Personal information
- Name: Gustav Magnusson
- Born: 1 April 1992 (age 33)
- Nationality: Swedish

Career information
- Game: Dota 2
- Playing career: 2012–present
- Role: Offlaner, Solo Middle

Team history
- 2013–2014: Alliance
- 2014–2015: Team Secret
- 2015: Alliance
- 2016–2018: OG
- 2018–2019: Evil Geniuses
- 2020–2021: Alliance

Career highlights and awards
- The International champion (2013); 2× Dota Major champion (Boston, Kiev);

= S4 (gamer) =

Swedish esports player (born 1992)

Gustav Magnusson (born 1 April 1992), better known as s4, is a Swedish professional Dota 2 player. As a member of Alliance, s4 won The International 2013.

==Professional career==

=== 2012: early career ===
s4's Dota 2 career started in early 2012 where he played at Dreamhack Summer 2012 with his team The Tough Bananas, however the team did not make the playoffs. In the fall of that same year he, along with AdmiralBulldog, created No Tidehunter (NTH). At the DreamHack Winter 2012 NTH defeated Evil Geniuses in the grand finals and secured first place in the team's first major tournament together.

=== 2013 ===
In 2013, NTH won several tournaments such as the StarLadder Season 5 LAN. In April 2013, s4, along with AdmiralBulldog, Akke, EGM, and Loda moved to Alliance - a world-renowned esports organization. With Alliance, they won the year's biggest tournament, The International 3, and without losing a series and only losing 3 games; two of which in the final best of 5-game series. As a result, s4 was the highest earning eSports player in 2013.

=== 2014 ===
In June 2014, s4 and Alliance won against Cloud9 in the Grand Final of DreamLeague Season 1 - making them the DreamLeague Season 1 champions. Unfortunately, s4 and Alliance placed 11th-12th at The International 2014 as they were eliminated early.

=== 2015 ===
After The International 2014 he decided to part ways with Alliance. He went on to create Team Secret with Clement "Puppey" Ivanov. Team Secret won the ESL One Frankfurt 2015. After Secret's disappointing placing in The International 2015 and the subsequent disbanding of the squad, s4 rejoined Alliance.

=== 2016 ===
Alliance qualified for The International 2016 as the runner-up to the Regional qualifier winners.
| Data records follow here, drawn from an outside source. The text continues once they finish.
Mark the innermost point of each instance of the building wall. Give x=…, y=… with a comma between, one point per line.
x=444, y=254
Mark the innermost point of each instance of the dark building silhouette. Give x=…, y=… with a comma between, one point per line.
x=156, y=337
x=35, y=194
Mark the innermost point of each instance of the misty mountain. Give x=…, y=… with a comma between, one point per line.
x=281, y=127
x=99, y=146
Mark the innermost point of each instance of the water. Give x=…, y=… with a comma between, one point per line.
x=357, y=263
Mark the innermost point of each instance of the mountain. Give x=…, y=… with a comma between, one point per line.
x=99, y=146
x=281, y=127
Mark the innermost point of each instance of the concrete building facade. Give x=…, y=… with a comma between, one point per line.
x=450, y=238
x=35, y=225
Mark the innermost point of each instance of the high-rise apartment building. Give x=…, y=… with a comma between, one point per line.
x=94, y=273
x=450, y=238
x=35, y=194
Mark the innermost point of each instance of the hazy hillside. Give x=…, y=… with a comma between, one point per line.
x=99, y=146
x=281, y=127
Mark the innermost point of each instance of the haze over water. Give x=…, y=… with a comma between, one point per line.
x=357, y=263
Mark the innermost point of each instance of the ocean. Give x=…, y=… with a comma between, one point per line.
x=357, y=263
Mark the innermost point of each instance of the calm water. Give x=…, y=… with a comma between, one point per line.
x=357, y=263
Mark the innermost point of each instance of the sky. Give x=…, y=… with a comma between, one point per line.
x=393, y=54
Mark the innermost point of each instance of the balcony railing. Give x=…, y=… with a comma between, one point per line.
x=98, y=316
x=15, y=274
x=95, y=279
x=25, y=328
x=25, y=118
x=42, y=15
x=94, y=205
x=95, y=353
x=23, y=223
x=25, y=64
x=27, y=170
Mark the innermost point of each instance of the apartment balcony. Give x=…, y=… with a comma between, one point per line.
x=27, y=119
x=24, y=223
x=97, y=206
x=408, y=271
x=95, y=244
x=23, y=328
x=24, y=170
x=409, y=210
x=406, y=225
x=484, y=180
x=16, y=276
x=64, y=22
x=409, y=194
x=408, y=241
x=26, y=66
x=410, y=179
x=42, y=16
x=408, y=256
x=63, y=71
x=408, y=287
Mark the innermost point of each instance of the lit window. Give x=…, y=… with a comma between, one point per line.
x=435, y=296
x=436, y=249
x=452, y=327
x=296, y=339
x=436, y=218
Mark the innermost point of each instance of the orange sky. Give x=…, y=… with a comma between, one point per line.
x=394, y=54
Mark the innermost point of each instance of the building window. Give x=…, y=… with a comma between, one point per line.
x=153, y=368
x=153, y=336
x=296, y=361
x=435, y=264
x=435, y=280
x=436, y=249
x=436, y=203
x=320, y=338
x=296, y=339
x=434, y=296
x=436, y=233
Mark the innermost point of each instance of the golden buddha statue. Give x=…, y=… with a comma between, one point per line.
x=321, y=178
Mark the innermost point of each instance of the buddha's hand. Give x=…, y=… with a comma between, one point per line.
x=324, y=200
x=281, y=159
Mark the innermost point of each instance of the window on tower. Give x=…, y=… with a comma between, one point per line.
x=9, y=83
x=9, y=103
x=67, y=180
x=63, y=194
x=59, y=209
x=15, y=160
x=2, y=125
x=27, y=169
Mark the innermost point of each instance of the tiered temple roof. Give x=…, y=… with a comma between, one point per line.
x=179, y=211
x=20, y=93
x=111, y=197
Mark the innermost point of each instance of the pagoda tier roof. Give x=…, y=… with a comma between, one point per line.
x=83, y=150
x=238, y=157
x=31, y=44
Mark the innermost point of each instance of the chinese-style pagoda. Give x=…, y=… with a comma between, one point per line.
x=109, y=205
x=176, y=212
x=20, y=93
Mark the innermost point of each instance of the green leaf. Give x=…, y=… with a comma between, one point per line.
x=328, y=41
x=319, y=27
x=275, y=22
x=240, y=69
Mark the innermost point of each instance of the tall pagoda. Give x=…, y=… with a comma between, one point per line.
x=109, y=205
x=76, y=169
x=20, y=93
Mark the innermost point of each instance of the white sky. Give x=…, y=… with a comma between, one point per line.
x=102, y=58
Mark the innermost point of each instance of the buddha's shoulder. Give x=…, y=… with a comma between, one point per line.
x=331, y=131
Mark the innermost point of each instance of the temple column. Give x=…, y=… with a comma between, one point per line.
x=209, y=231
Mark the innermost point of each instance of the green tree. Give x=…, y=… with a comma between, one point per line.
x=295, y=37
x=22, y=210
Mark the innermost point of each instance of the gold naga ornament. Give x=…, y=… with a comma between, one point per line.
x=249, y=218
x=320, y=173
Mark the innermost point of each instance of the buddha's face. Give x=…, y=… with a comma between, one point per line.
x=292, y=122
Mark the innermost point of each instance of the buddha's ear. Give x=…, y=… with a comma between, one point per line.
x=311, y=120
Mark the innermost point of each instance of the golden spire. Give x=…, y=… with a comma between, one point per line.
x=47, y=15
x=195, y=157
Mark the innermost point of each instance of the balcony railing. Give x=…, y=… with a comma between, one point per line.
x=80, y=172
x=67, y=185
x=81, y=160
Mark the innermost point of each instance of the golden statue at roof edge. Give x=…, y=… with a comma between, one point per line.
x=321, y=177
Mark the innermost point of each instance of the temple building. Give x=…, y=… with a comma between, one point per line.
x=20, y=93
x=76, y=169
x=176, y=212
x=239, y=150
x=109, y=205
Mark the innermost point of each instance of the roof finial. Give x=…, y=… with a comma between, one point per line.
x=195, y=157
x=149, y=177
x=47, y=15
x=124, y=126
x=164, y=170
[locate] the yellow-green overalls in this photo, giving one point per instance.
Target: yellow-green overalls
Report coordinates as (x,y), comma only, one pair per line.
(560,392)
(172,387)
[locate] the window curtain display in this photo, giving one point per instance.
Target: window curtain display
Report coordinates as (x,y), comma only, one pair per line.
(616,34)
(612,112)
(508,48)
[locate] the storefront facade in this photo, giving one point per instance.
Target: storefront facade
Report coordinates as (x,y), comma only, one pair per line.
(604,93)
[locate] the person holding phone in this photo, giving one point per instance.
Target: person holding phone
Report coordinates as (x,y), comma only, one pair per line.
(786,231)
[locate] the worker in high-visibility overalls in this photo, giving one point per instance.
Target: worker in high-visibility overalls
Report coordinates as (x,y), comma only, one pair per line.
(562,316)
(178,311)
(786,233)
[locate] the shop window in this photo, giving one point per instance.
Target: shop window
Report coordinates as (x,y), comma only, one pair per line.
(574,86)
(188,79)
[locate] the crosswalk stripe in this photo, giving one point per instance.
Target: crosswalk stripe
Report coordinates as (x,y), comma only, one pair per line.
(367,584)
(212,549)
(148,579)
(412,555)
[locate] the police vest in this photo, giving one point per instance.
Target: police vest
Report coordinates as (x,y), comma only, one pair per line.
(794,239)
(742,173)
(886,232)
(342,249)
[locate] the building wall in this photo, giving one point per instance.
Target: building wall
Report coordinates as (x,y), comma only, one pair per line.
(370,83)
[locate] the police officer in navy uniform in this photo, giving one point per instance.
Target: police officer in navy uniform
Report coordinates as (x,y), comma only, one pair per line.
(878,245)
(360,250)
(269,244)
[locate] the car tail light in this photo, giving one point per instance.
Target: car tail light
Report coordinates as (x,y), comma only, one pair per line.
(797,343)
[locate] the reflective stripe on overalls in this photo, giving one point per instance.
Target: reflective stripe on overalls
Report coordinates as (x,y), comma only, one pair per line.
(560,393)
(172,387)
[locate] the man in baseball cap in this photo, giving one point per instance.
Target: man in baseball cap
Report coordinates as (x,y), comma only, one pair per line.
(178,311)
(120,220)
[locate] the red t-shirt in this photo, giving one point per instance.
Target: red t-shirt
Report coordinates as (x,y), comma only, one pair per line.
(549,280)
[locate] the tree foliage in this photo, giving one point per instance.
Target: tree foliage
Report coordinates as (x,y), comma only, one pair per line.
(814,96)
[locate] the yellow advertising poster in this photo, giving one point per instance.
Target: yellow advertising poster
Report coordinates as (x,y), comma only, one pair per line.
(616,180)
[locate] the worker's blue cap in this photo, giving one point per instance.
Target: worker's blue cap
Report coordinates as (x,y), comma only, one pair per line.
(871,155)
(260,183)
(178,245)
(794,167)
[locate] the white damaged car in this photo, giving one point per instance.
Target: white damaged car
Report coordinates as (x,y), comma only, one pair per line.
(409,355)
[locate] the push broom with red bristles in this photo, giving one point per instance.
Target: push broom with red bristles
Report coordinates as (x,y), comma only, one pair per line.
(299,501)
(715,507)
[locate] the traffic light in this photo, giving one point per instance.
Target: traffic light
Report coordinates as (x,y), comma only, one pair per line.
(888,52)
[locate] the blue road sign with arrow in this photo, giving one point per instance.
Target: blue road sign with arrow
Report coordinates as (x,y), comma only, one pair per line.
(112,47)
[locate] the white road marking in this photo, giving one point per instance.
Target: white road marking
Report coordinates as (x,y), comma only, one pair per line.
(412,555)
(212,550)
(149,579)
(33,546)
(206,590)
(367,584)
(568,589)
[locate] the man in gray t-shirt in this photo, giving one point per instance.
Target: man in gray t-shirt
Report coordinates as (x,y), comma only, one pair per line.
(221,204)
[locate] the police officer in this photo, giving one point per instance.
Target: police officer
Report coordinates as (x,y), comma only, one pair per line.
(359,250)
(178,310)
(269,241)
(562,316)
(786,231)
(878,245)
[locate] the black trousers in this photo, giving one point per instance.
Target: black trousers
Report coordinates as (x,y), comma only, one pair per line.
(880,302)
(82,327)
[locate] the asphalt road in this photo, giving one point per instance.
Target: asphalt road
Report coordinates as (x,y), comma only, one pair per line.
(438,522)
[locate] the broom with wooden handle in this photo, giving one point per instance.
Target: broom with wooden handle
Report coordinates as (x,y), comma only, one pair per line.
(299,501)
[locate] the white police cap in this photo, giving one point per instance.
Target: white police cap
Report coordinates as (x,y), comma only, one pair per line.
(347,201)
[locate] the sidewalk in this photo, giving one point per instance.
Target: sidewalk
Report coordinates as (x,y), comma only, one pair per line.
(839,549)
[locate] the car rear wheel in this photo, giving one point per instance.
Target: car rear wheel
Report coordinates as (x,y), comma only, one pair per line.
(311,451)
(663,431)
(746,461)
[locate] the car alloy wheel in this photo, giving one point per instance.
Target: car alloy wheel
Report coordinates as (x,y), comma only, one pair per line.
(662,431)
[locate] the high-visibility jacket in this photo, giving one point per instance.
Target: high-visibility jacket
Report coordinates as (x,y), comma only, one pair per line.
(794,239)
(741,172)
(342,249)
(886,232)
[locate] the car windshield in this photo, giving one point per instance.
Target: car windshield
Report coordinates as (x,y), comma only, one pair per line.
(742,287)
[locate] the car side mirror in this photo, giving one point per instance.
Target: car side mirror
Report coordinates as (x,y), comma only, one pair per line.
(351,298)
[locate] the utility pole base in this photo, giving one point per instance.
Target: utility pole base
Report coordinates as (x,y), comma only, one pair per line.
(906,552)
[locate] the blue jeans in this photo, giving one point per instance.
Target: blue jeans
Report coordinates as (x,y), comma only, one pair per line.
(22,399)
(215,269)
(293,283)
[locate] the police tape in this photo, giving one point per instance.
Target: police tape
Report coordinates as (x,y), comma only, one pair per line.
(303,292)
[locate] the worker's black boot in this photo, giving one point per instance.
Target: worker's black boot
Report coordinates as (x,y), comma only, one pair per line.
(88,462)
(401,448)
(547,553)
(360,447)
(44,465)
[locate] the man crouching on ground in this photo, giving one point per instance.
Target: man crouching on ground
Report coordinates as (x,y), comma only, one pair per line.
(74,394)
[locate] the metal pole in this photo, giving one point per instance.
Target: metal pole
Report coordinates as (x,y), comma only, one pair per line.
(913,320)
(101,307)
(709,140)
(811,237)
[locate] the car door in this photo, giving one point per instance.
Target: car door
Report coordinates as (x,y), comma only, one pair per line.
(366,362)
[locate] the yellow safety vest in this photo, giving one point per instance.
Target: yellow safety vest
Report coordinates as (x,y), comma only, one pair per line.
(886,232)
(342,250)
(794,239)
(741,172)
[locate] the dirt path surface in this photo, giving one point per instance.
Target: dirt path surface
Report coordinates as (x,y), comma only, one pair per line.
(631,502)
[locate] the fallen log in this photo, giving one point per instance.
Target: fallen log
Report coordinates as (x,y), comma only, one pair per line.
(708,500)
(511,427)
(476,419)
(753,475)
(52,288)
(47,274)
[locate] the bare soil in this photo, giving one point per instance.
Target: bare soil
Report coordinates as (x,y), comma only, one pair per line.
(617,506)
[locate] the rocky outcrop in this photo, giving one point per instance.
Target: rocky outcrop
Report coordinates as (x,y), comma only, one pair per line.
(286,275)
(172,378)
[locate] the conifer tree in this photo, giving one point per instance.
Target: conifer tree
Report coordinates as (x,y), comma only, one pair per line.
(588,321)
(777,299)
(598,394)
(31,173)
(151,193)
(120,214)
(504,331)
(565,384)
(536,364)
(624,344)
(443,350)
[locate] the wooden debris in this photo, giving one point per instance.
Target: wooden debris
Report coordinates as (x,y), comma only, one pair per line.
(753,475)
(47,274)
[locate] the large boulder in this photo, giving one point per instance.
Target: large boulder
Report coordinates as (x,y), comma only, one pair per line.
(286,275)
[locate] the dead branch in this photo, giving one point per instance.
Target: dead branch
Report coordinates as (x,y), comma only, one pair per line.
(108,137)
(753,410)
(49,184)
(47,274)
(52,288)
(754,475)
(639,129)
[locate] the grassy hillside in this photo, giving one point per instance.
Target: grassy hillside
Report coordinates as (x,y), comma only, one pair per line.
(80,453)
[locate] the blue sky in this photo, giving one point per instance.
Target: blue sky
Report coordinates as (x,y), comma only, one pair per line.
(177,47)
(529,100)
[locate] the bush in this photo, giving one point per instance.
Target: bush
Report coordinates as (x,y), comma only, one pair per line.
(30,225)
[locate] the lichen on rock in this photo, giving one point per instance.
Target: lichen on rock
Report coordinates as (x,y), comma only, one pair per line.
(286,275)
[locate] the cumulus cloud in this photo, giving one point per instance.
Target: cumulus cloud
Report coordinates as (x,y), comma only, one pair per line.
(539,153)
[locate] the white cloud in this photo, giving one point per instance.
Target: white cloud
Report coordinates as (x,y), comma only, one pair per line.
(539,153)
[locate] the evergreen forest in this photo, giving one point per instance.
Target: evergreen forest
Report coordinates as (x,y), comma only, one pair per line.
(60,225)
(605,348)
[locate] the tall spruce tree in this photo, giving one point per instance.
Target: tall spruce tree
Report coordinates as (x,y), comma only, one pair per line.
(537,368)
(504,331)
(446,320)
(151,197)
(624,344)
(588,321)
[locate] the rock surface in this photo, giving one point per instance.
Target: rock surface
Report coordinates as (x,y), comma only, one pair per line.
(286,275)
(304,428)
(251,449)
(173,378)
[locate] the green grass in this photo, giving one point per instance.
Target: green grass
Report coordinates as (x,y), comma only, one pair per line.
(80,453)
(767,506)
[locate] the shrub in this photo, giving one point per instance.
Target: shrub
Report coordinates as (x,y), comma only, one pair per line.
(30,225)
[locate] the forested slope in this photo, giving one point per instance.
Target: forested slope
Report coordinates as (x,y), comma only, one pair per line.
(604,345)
They finished 3rd in Group A with 3 wins, 2 draws, and 2 losses. However, Alliance lost successive bracket stage matches to EHOME and Fnatic and ultimately finished 9th. As part of the annual post-The International roster shuffle, s4 left Alliance. On 31 August, s4 joined OG and later won the Boston Major.

=== 2017 ===
OG secured another Valve Major title at the Kiev Major 2017. Despite winning several Major tournaments, OG was eliminated on the 4th day of The International 2017 by LGD.

=== 2018 ===
In May 2018, he left OG to join Evil Geniuses. At The International 2018, s4 and EG placed third place securing $2,700,000 in prize money.

=== 2019 ===
At The International 2019, EG got eliminated by Team Liquid and exited the world tournament placing 5th-6th. Later in September, it was announced that he would be leaving the team.

=== 2020 ===
In 2020, s4 re-joined Alliance as captain and offlaner.